Einen schwarzen Tag fürs Internet nannte das Webportal Netzpolitik.org [2] den 14. Dezember 2017. Denn in den USA wurden die Regeln zur Netzneutralität von der Federal Communications Commission (FCC) abgeschafft. Zukünftig müssen in den USA vermutlich auch Dienstanbieter für die Übertragung ihrer Inhalte beim Internetprovider zahlen.

Erst 2015 waren diese verbindlichen Regulierungen der Telekommunikationsprovider durchgesetzt worden, die das Drosseln oder Bevorzugen von einzelnen Internetservices untersagen. Die FCC ist die US-Regulierungsbehörde für Rundfunk, Kabel und Fernsehen, vergleichbar mit der deutschen Bundesnetzagentur.
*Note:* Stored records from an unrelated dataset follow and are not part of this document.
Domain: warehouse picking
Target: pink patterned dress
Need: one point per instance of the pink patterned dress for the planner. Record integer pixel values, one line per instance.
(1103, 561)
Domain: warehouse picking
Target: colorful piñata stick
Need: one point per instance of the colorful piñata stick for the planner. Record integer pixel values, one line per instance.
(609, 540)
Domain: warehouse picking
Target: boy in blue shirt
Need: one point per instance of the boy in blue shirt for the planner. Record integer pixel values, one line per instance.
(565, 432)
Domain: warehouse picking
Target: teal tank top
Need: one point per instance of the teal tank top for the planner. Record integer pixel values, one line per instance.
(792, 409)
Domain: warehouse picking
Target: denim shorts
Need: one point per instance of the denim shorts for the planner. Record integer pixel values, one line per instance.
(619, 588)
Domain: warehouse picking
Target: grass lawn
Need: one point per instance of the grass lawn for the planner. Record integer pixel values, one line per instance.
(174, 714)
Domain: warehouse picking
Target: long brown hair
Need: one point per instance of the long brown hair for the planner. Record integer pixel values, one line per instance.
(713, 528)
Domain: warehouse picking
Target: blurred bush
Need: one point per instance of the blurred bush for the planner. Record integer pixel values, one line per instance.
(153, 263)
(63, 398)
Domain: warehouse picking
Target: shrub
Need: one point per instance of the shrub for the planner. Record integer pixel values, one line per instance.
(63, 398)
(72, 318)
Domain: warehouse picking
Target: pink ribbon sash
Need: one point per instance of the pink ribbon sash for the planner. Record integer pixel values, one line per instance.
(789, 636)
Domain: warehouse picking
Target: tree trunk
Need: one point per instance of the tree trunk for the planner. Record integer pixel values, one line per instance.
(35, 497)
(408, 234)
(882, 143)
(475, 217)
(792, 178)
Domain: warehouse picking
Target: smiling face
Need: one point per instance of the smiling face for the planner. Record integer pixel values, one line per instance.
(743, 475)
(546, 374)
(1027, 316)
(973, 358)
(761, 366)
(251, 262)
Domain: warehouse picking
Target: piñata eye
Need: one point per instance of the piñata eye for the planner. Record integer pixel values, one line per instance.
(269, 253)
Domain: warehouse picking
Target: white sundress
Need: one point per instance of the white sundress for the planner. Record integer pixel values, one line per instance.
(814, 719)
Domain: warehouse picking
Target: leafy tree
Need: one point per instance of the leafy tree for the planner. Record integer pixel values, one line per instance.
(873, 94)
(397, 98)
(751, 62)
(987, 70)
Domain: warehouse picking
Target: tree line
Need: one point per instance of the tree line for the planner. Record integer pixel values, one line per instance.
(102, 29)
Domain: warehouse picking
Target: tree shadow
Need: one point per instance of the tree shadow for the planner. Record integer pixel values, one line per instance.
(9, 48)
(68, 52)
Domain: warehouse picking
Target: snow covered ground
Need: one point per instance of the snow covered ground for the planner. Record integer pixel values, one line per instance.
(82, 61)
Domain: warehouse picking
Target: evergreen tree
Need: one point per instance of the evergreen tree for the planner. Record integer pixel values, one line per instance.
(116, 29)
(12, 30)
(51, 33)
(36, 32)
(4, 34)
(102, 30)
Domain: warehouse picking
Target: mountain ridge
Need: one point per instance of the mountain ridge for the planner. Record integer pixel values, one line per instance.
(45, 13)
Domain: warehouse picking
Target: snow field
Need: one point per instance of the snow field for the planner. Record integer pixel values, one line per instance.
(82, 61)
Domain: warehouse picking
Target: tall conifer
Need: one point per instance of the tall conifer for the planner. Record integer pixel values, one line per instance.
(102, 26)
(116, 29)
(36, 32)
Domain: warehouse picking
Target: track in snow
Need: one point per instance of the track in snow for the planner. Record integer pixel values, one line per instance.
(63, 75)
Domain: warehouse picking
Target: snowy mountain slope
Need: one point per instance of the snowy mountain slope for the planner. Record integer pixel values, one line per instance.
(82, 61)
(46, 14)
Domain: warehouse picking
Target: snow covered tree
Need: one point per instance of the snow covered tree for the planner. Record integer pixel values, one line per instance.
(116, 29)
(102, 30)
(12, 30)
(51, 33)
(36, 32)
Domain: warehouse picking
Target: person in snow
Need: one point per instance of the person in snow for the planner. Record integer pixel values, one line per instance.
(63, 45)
Der von US-Präsident Donald Trump im Januar 2017 berufene republikanische Vorsitzende Ajit Pai ist seit Langem ein Gegner von Netzneutralität – die Rücknahme der Regelungen zur Netzneutralität war daher keine Überraschung.

Überraschend war, wie viel Widerstand sich im Vorfeld gegen die Abschaffung der Netzneutralität Bahn brach: Rekordverdächtige 23 Millionen schriftliche Stellungnahmen – fast alle gegen die Abschaffung – gingen bei der FCC ein. Es gab Onlinekampagnen, einen gemeinsamen Appell von 260 Unternehmen, aber auch Mahnwachen vor dem Privatwohnsitz des FCC-Vorsitzenden. Selbst Prominente wie die Sängerin Cher engagierten sich für Netzneutralität.

www.youtube.com/watch?v=ltzy5vRmN8Q [3]

Whopper Neutrality: Ein Burgerkonzern bricht das Thema mit einem Video auf Anschaulichkeit herunter

 

Lediglich die Telekomprovider und Kabel-TV-Anbieter stellten sich hinter den republikanischen Medien-Hardliner. Doch das alles nützte nichts: Die FCC ignorierte die Proteste und drehte die Uhr zurück.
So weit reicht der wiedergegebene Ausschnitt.